* Uralkali at centre of dispute between Russia and Belarus
* Kerimov, partners want a premium for Uralkali-sources
* Search for buyer acceptable to the Kremlin continues-sources
* Potential buyers want guarantee of good relations with Belarus-sources
By Polina Devitt and Douglas Busvine
MOSCOW, Sept 25 (Reuters) - Russian billionaire Mikhail Prokhorov’s investment group Onexim has joined a list potential bidders for a stake in potash producer Uralkali, as the search continues for a peacemaker to end a row that has soured relations with Belarus.
Tycoon-turned-politician Prokhorov was linked by Bloomberg on Wednesday to the stake owned by his former partner Suleiman Kerimov, who has come under pressure after Uralkali in July quit a sales cartel with state-owned Belaruskali that had controlled two-fifths of the world market.
The dissolution of the pact threatens to push prices down 25 percent, a massive blow to the fragile economy of Belarus which relies on exports of potash, a major fertiliser ingredient, for 12 percent of state revenue.
Uralkali CEO Vladislav Baumgertner has been in a KGB prison in Minsk for nearly a month, and faces up to 10 years in jail on charges of abuse of office, raising pressure for a change of ownership that could bring about a reconciliation.
Kerimov is not under pressure to sell, one financial source familiar with his position said, but a search is under way for a buyer acceptable to the Kremlin who would be able to “pour oil on troubled waters”.
Prokhorov, a metals and banking tycoon who owns the Brooklyn Nets pro basketball team, ran against Vladimir Putin in last year’s presidential vote but is widely seen as a card-carrying member of Russia’s establishment.
Onexim declined to comment, as did Kerimov’s investment company, Nafta.
Kerimov owns a 21.75 percent stake in Uralkali through his foundation. Together with his partners, Filaret Galtchev and Anatoly Skurov, he controls 33 percent of Uralkali.
Three sources familiar with the matter told Reuters that nothing had been decided so far, with one adding: “Everybody is going around in circles.”
Two of the sources said Kerimov and his partners wanted a premium for the asset, while the potential buyers were seeking a guarantee that good relations with Belarus would be restored.
“It’s an attempt to organise a beauty contest,” one said.
Chinese sovereign wealth fund China Investment Corp acquired a 12.5 percent stake in Uralkali, via a bond exchange deal on Tuesday. The deal was triggered when Uralkali’s market value fell below $20 billion, a level that could serve as a benchmark for future deals.
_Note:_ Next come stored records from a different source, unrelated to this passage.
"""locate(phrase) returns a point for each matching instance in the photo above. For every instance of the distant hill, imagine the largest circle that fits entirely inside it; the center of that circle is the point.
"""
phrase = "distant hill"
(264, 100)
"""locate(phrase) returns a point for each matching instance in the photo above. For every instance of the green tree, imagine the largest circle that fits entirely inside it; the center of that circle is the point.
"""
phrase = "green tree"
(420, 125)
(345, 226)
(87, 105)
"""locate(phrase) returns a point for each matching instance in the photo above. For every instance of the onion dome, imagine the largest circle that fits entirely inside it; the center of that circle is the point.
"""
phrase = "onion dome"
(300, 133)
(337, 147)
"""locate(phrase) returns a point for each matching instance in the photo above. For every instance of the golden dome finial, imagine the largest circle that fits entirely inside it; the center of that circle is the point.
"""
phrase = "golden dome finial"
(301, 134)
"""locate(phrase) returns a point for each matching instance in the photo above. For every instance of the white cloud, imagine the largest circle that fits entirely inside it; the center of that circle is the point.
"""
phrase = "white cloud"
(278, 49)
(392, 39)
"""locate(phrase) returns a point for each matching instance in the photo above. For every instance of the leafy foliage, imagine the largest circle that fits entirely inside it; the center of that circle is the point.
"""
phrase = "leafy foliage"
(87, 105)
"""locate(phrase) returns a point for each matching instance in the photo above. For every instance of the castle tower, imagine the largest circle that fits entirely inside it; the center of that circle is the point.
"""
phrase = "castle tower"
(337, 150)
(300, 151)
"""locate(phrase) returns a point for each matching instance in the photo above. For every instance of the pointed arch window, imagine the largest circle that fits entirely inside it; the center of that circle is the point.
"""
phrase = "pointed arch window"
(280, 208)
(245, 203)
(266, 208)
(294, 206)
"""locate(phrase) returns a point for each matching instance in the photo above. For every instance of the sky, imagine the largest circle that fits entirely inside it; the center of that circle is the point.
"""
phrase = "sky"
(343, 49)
Analysts say the Chinese deal, on behalf of a country that is the world’s top potash importer, might complicate attempts to revive the Russia-Belarus potash cartel
Prokhorov joins a roll-call of candidates that have been linked in press reports to Uralkali, including Norilsk Nickel , the Arctic miner run by Vladimir Potanin - another former partner. Norilsk has denied any interest.
Also linked to the stake has been Vladimir Evtushenkov, majority owner of telecoms-to-oil conglomerate Sistema.
Evtushenkov has also denied his interest and, in an interview on Wednesday, CEO Mikhail Shamolin told Reuters that Sistema was not considering any offers.
Political contacts between Moscow and Minsk have intensified this week, with Russian President Vladimir Putin meeting his Belarussian counterpart Alexander Lukashenko on the fringes of a regional summit on Monday.
Prime Minister Dmitry Medvedev told reporters on Wednesday he would discuss the matter with his Belarussian opposite number, Mikhail Myasnikovich.
It was Myasnikovich who invited Baumgertner to a meeting on Aug. 26 after which the Uralkali CEO was detained, triggering public protests by the company’s chairman, former Kremlin chief of staff Alexander Voloshin.
“(We) will (discuss) everything, of course, definitely,” Medvedev told reporters in Astana, the capital of Kazakhstan.
Uralkali shares were up 1.4 percent in Moscow, outperforming a 0.8-percent rise on the Moscow index.